FRANCIS COLLINS: We underestimated the contribution of the parts of the genome—about 1.5 percent—that don't code for protein. If we understood that, we would be very far along in understanding risks of disease. It turns out, the other 98.5 percent of the genome is incredibly complicated, but incredibly important in regulating how those genes function. We probably should have known there must be a lot going on there.

"Over the next 10 years, more and more people will have their genomes sequenced, placed in their medical records, and have that information available to predict risk and what can be done."

JEFFREY BROWN: What's next in clinical advances in 10 years?
FRANCIS COLLINS: We are still not able to identify the heritability for common illnesses like diabetes and heart disease. We have identified a lot but there are some missing parts. In the next three to five years, now that we can sequence an entire human genome so quickly and do so many of them, our ability to accurately predict individual risks will increase greatly.

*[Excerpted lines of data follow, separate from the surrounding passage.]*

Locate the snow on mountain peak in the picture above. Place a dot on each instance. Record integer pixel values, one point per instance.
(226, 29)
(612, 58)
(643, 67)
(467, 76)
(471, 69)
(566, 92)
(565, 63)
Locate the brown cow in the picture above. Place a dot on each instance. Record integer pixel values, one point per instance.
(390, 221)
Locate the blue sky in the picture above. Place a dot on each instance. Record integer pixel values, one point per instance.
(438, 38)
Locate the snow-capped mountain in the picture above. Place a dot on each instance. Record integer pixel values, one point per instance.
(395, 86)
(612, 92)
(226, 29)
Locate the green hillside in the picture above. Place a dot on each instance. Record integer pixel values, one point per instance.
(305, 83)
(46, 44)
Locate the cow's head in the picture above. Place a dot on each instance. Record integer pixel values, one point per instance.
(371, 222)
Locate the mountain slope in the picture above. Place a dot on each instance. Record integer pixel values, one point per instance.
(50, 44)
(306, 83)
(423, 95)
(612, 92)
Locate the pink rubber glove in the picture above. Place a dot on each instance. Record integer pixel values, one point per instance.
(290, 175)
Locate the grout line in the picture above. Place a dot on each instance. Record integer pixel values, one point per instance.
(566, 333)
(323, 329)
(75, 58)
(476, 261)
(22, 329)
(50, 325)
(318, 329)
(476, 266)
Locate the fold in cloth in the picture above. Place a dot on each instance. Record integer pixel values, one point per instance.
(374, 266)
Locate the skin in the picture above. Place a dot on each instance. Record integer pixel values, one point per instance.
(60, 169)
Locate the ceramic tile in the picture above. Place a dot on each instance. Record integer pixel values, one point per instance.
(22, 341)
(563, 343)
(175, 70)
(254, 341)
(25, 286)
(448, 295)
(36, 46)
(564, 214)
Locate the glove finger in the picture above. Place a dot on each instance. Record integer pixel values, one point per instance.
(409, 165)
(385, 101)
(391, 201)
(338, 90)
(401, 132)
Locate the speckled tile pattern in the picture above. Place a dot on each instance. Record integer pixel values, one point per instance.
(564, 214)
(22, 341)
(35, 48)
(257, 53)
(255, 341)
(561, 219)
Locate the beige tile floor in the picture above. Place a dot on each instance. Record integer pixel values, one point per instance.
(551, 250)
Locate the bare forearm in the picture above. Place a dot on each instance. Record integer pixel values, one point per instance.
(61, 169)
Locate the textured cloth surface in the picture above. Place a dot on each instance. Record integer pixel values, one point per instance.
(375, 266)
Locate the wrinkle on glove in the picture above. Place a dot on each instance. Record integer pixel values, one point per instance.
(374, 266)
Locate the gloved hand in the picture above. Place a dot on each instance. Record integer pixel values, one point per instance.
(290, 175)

Over the next 10 years, more and more people will have their genomes sequenced, placed in their medical records, and have that information available to predict risk and what can be done. That same information will be very valuable in choosing what drug is going to work in an illness [because]…much of the variability in drug response comes from the genome. Most significant will be the development of completely new therapeutics, but that's probably another 10 years off.

For cancer, heart disease, Alzheimer's, Parkinson's, it's going to take a little longer because of those long steps leading from discovery to an idea about a compound that might work, to animal testing, clinical trials, and approval.

JEFFREY BROWN: How close are we to affordable, readily available, personal genome sequencing?
FRANCIS COLLINS: People often mention Moore's law, where computer power gets better by a factor of two every two years. DNA sequencing is going much faster. Within four years, we see your complete genome being sequenced for less than $1,000. So, once and for all, why not get that information into your medical record [and] begin to utilize it for a host of decisions about your medical care?

JEFFREY BROWN: Of course, that raises questions about privacy, about what we do with all this information.
FRANCIS COLLINS: Interpretation is going to be a moving target. Once we have our genome sequenced, we are going to want to be connected with the process of interpretation, which is going to get gradually better over time, so that if somebody makes a discovery that happens to be relevant to you, you learn about it.